Failure to Keep Call Light Within Reach for Dependent Resident
Penalty
Summary
The deficiency involves the facility’s failure to ensure a resident’s call light was accessible as required by facility policy and necessary to reasonably accommodate the resident’s needs. The facility’s policy on answering call lights, dated 01/16/2026, states that when a resident is in bed or confined to a chair, the call light must be within easy reach. Resident #3 was admitted on 12/07/2023 with diagnoses including mononeural disorder, paraplegia, epilepsy, and peripheral vascular disease. A quarterly MDS with an ARD of 03/03/2026 documented a BIMS score of 6, indicating severe cognitive impairment, and showed the resident required setup assistance with eating, was dependent for toileting and personal hygiene, and needed substantial/maximal assistance to roll left to right. On multiple observations on 03/24/2026, surveyors found the resident’s call bell out of reach despite the resident’s reliance on it to express needs. At 10:12 a.m., the resident was lying in bed with eyes closed and the call bell was on the floor on the right side of the bed, not within reach.

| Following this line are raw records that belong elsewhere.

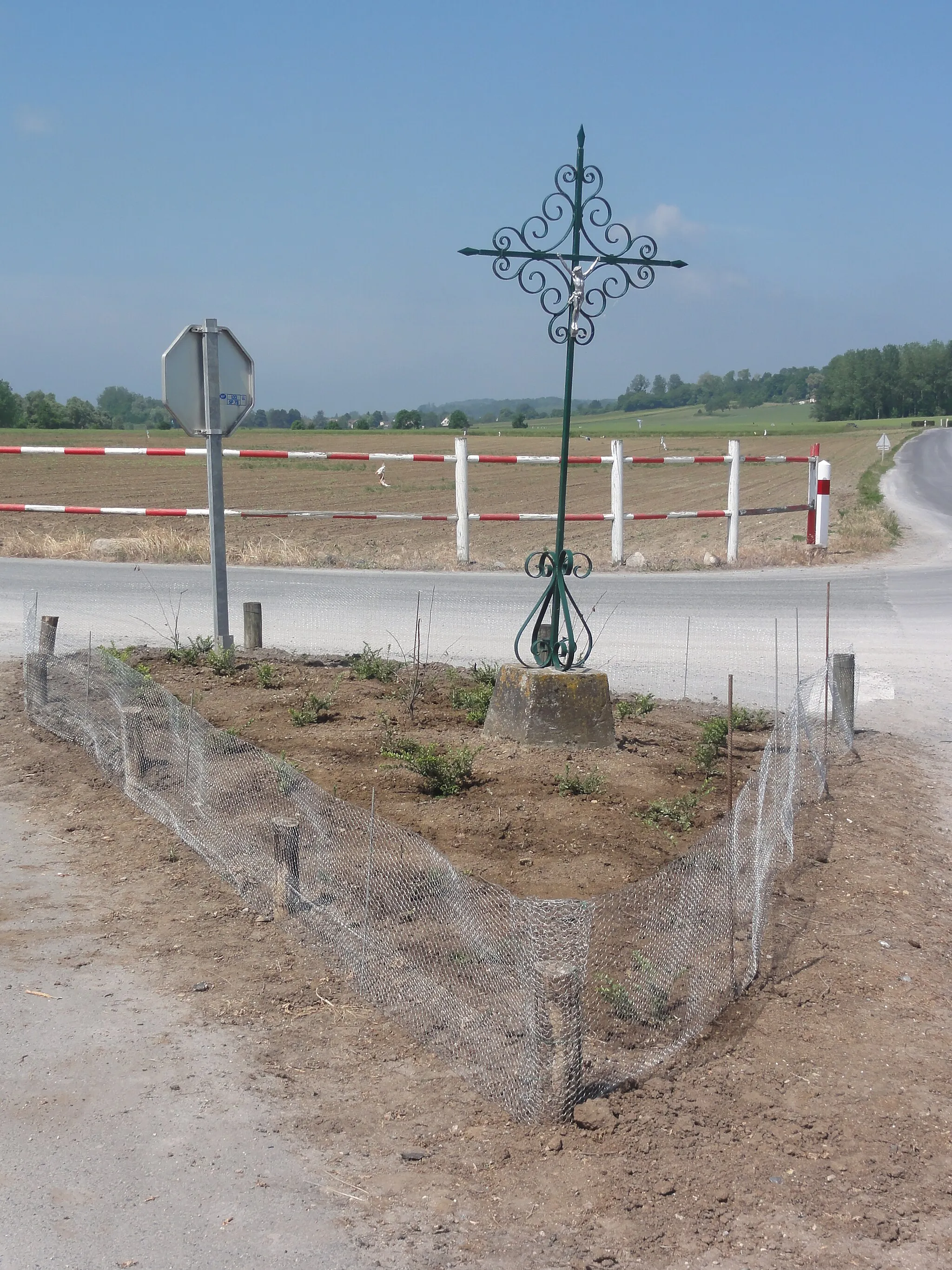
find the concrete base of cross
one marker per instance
(551, 708)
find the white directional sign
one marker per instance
(185, 380)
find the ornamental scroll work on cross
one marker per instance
(575, 258)
(574, 296)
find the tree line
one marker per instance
(714, 393)
(895, 381)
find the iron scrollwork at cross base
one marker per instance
(573, 293)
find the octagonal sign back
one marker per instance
(183, 381)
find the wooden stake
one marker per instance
(827, 698)
(730, 745)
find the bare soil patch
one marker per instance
(645, 802)
(353, 487)
(809, 1127)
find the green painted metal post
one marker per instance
(572, 303)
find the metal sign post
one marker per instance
(195, 369)
(216, 487)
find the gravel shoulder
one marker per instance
(809, 1127)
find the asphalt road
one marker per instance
(93, 1126)
(894, 616)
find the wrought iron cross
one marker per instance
(573, 296)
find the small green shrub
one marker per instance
(474, 701)
(581, 783)
(221, 661)
(267, 676)
(676, 813)
(714, 734)
(641, 704)
(121, 654)
(647, 998)
(314, 709)
(445, 772)
(193, 652)
(749, 720)
(371, 665)
(485, 673)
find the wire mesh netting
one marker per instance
(537, 1003)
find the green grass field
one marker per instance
(793, 421)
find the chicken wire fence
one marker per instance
(539, 1004)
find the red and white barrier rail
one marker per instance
(287, 515)
(817, 506)
(383, 456)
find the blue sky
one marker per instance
(306, 172)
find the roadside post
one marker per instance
(209, 386)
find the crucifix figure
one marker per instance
(573, 298)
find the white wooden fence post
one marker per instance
(823, 502)
(617, 502)
(463, 501)
(733, 501)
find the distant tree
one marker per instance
(129, 409)
(84, 414)
(42, 411)
(117, 403)
(11, 407)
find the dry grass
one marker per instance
(430, 488)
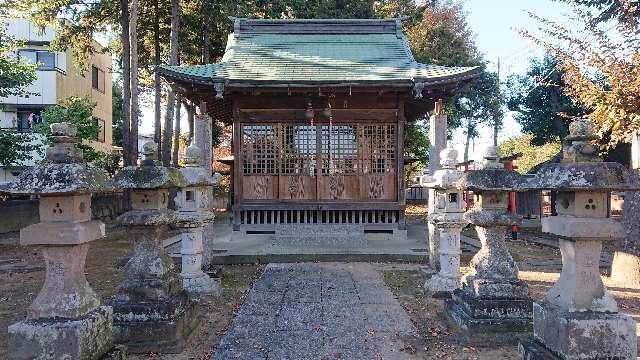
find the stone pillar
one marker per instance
(152, 312)
(578, 319)
(193, 213)
(447, 217)
(493, 305)
(437, 143)
(625, 269)
(66, 319)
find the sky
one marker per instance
(495, 23)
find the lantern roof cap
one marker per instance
(493, 177)
(63, 172)
(149, 175)
(581, 168)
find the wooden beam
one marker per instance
(317, 205)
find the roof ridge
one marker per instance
(244, 26)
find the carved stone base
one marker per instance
(88, 337)
(161, 326)
(202, 284)
(489, 321)
(584, 335)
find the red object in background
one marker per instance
(512, 195)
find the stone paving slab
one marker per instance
(322, 312)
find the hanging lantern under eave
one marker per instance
(309, 113)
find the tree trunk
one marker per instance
(126, 83)
(157, 137)
(173, 60)
(467, 141)
(176, 133)
(133, 36)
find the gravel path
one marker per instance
(320, 311)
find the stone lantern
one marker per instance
(492, 305)
(192, 204)
(152, 312)
(447, 217)
(578, 319)
(66, 319)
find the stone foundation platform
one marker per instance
(584, 335)
(88, 337)
(489, 321)
(163, 326)
(202, 285)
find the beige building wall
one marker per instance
(79, 83)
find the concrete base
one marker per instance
(202, 284)
(441, 287)
(584, 335)
(325, 235)
(625, 269)
(159, 327)
(223, 246)
(489, 321)
(88, 337)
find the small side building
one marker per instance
(318, 109)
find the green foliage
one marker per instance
(116, 113)
(416, 145)
(16, 149)
(442, 36)
(532, 155)
(543, 109)
(111, 163)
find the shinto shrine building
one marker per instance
(318, 109)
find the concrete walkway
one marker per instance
(320, 311)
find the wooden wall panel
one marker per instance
(378, 186)
(338, 187)
(297, 187)
(260, 187)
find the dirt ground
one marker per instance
(21, 276)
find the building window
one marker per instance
(27, 119)
(46, 60)
(100, 125)
(97, 78)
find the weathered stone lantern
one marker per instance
(152, 312)
(192, 204)
(493, 305)
(66, 319)
(447, 217)
(578, 319)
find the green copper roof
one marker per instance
(317, 52)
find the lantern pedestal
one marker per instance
(194, 280)
(152, 313)
(578, 319)
(193, 204)
(442, 284)
(66, 320)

At 12:24 p.m., the resident was awake and alert in bed, and again the call bell was on the floor and not reachable; the resident stated he could not reach it. During an interview at 12:45 p.m., a CNA familiar with the resident confirmed the resident could express needs with short responses and used the call bell. At 12:48 p.m., with the CNA present, the call bell was still on the floor and not within reach, and the CNA acknowledged it should have been accessible. Later observations at 1:41 p.m. and 3:00 p.m. found the resident awake and alert in a reclined position in a Geri chair, with the call bell hanging on the side of the bed and again out of reach; the DON, present at 3:00 p.m., confirmed the call bell was not within reach and should have been.